I don't have a lot of faith in most virtualization in production environments lately. Of course, I have not used VMware. I have never even tried it out in testing. I know this is the virtualization product that most IT shops use, and maybe I'll give it a shot eventually. This, though, is a story about Microsoft Windows Server 2008 R2 (w/SP1) running Hyper-V, Microsoft's server virtualization platform.


I do maintain at least one Dell Poweredge R510 in my daily activities, and running on it is the Hyper-V component of Windows Server 2008 R2 SP1. This is a little story about this server and a battle I waged with it last week.

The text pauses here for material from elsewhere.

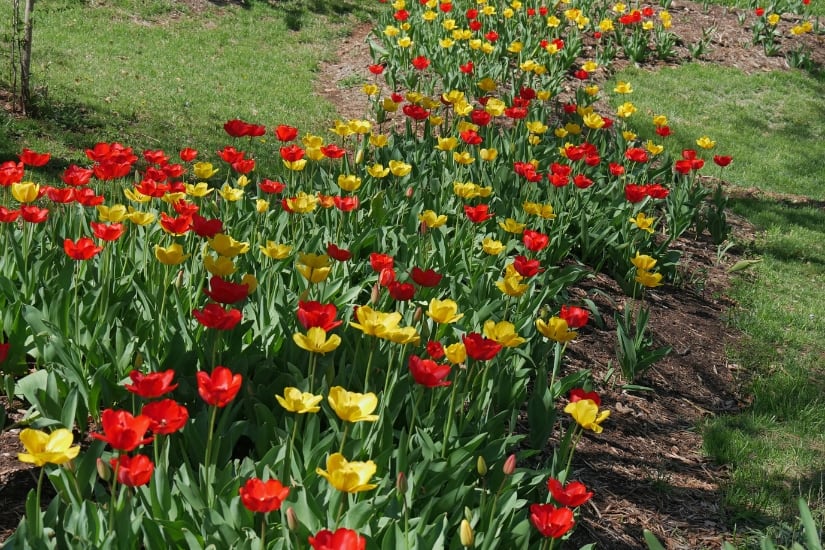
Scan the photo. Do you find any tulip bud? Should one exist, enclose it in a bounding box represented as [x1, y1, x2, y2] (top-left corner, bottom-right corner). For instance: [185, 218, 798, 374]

We three child VMs on this particular server, two of which are Windows Server 2003 R2, and one is Windows Server 2008 R2. I have had no trouble whatsoever from the Server 2008 and one Server 2003 VM (and they continue to do well), but the other one is evil, and as of this writing it is retired.

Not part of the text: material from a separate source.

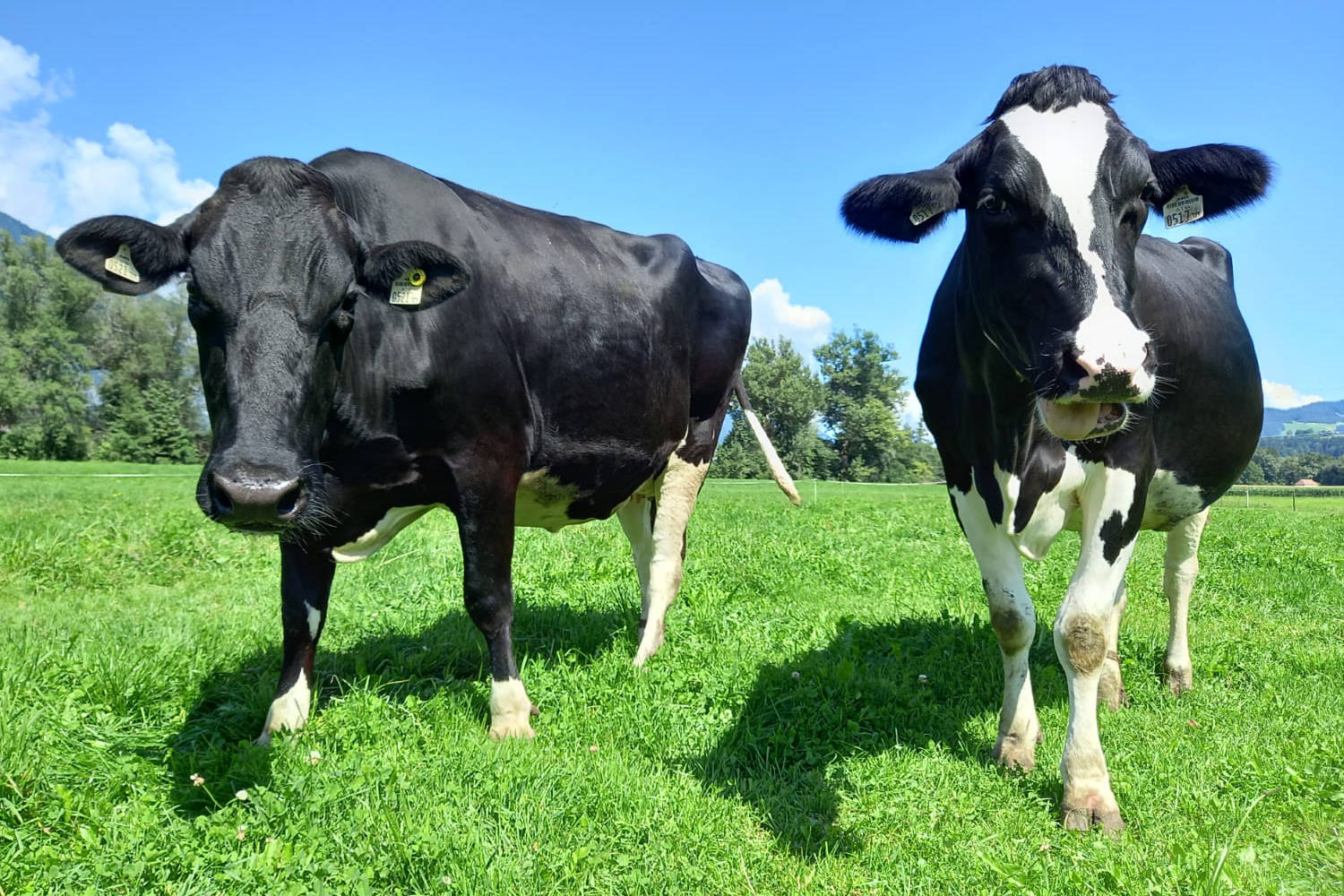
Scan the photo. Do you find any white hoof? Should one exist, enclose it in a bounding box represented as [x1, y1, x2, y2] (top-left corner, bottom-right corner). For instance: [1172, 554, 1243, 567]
[491, 678, 538, 740]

This particular Server 2003 VM was host to some software that collect data from automation PLCs on our production floor and stores them in a Microsoft SQL Server 2005 database, also hosted on the same VM.

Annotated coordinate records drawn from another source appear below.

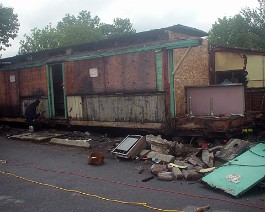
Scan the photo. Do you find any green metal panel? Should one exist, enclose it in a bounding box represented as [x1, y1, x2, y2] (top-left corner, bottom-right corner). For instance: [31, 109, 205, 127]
[168, 49, 175, 118]
[156, 51, 163, 91]
[62, 63, 67, 119]
[46, 65, 52, 118]
[202, 143, 265, 197]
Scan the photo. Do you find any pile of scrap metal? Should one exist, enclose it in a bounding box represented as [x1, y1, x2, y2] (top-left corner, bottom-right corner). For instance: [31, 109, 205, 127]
[113, 135, 265, 197]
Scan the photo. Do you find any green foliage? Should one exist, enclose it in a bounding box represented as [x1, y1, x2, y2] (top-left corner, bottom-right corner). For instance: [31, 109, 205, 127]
[19, 10, 135, 54]
[101, 18, 136, 38]
[0, 4, 19, 55]
[209, 0, 265, 50]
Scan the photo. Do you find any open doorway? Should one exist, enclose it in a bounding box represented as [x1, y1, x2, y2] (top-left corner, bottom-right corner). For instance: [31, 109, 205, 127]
[48, 63, 66, 118]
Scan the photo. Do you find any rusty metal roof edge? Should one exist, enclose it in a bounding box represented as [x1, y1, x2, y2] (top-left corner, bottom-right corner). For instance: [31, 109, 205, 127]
[0, 62, 45, 71]
[66, 39, 201, 61]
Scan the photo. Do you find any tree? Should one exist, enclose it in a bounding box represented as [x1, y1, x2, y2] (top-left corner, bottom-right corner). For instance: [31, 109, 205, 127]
[19, 10, 135, 54]
[101, 18, 136, 38]
[19, 24, 59, 54]
[0, 4, 19, 55]
[209, 0, 265, 50]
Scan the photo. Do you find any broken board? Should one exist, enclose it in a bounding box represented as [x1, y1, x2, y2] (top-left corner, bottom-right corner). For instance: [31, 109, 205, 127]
[9, 132, 63, 142]
[202, 143, 265, 197]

The issue that started happening at some time in the past three months was that once we started heavy production on this line, the VM would stop forwarding IP traffic. No errors on either the host or the child VM of any sort in the error logs or otherwise, and the adapter continued to show connected in the child VM. It would forward some traffic out and in from within the child, but if you tried to ping the server from elsewhere on the network, it would not resolve. Occasionally it would not be able to ping outbound from the child VM to the PLC that was needed to trigger and feed the data into the database, which, in production, is a major issue.


Rebooting the child VM would fix the issue, but it usually returned anywhere from 8 hours to 3 days later.


Naturally, I checked the physical network, but nothing else on the rather large infrastructure was exhibiting any routing or traffic flow problems, so I pretty quickly got back into Hyper-V to poke around. I also started the expected online research, which took me to this Microsoft patch, KB2263829, and also to this blog posting that mentioned that other people have encountered a similar issue, differing only in the fact that the network adapter in the child VM would actually disconnect or disconnect/reconnect, which mine was continuing to stay connected based on event log data on the child VM.


Finally, after losing annoying amounts of data and thinking the issue was fixed about three times, just to have it come back, I pulled a spare Dell Poweredge 1850 I had on a shelf for backup and moved the services and databases off the VM onto that physical server. Problem solved.


Looking back at the situation, I honestly never found the actual issue, which is irritating. Having other VMs on that server and having them provide their services properly while this was going on makes me want to blame that particular OS install, but on the other hand, the other VMs don't have the traffic load the failing one did (the database not only is being fed 24 hours a day, it also is used heavily for reporting on that data via PHP on our intranet.)


It will not be known, unless I find something different online, what caused this issue, but I am leaning toward the large traffic load on the child VM. I will report back in this article in the future if I see this behavior out of the other VMs, although I don't expect to.